On 20/03/2026 19:05, Andrey Borodin wrote:
On 20 Mar 2026, at 18:14, Heikki Linnakangas <[email protected]> wrote:
Zeroing the page again is dangerous because the CREATE_ID records can be out of
order. The page might already contain some later multixids, and zeroing will
overwrite them.
I see only cases when it's not a problem: we zeroed page, did not flush it,
thus did not extend the file, crashed, tested FS, zeroed page once more,
overwrote again by replaying WAL, no big deal.
We should never zero a page with offsets, that will not be replayed by WAL.
I think we're in agreement, but I want to verify because this is
important to get right. I was replying to this:
If we are sure buffers have no this page we can detect it via FS.
Otherwise... nothing bad can happen, actually. We might get false positive and
zero the page once more.
My point is that if we rely on SimpleLruDoesPhysicalPageExist(), and it
ever returns false even though we had already initialized the page, you
can lose data. It's *not* ok to zero a page again that was zeroed
earlier already, because we might have already written some real data on it.
Let's consider this wal stream, generated with old minor version:
ZERO_PAGE:2048 -> CREATE_ID:2048 -> CREATE_ID:2049 -> CREATE_ID:2047
2048 is the first multixid on the page. When WAL replay gets to the
CREATE_ID:2047 record, it will enter the backwards-compatibility
codepath and needs to determine if the page containing the next mxid
(2048) already exists.
In this WAL sequence, the page already exist because the ZERO_PAGE
record was replayed earlier.
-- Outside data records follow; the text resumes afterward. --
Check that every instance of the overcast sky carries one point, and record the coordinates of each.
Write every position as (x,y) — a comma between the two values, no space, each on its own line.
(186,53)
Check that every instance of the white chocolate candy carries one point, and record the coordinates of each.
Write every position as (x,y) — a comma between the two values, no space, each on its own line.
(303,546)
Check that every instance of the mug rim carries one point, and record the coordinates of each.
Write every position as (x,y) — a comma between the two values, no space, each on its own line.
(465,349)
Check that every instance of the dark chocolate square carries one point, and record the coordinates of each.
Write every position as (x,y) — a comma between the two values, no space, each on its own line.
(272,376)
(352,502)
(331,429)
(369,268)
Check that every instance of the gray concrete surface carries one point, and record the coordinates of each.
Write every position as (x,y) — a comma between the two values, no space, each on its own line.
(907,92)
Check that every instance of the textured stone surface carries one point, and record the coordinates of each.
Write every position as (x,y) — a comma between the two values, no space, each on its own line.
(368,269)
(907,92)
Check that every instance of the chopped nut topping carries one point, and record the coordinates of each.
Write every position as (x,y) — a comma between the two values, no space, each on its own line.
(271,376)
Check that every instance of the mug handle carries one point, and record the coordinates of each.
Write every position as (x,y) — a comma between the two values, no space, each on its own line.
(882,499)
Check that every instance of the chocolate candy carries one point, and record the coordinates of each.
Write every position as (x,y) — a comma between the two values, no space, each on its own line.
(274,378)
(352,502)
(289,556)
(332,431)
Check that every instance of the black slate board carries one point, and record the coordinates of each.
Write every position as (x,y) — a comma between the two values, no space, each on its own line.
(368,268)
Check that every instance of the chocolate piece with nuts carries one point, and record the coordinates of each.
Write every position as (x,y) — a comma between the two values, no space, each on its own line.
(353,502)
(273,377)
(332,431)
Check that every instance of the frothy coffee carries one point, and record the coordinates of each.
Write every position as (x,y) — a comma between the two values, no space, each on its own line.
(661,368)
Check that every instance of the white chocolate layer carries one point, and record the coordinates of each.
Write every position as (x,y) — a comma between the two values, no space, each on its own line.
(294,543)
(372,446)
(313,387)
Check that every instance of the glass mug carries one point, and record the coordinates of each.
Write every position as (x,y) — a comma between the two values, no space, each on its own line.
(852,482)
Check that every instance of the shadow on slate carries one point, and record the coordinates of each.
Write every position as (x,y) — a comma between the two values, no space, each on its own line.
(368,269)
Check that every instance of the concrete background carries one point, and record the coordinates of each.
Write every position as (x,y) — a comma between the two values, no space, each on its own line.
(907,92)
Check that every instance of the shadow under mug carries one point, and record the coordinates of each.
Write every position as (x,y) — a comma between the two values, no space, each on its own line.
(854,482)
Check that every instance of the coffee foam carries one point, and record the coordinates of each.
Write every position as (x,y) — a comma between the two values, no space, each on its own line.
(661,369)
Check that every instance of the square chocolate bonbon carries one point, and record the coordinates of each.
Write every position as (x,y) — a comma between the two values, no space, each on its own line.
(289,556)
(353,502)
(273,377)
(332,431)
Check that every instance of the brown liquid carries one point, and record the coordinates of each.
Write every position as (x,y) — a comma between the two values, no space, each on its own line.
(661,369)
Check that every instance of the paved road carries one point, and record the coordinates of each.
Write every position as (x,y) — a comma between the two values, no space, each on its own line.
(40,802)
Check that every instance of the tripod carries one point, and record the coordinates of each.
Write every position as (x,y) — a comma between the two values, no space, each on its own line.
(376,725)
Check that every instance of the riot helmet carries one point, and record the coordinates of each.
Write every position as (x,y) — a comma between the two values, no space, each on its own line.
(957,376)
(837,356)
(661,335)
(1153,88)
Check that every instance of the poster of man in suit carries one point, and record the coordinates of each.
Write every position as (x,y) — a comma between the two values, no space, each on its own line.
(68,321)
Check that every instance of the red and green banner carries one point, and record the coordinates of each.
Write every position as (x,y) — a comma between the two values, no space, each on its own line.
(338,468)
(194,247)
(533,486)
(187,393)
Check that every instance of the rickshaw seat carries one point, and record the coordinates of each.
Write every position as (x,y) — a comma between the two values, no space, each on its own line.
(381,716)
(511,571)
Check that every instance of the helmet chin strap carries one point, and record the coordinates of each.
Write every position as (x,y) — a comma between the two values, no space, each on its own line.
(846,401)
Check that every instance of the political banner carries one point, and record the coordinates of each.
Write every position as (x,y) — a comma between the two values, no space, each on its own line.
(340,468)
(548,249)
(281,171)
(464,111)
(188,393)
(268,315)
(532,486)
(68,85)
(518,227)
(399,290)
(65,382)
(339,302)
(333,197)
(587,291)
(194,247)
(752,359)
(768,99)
But if we just call
SimpleLruDoesPhysicalPageExist(), it will return 'false' because the
page was not flushed to disk yet. If we believe that and zero the page
again, we will lose data (the offset for mxid 2049).
The opposite cannot happen: if SimpleLruDoesPhysicalPageExist() returns
true, then it does really exist.
So indeed we can only trust SimpleLruDoesPhysicalPageExist() if we are
sure that the page is not sitting in the buffers.
Attached is a new version. I updated the comment to explain that.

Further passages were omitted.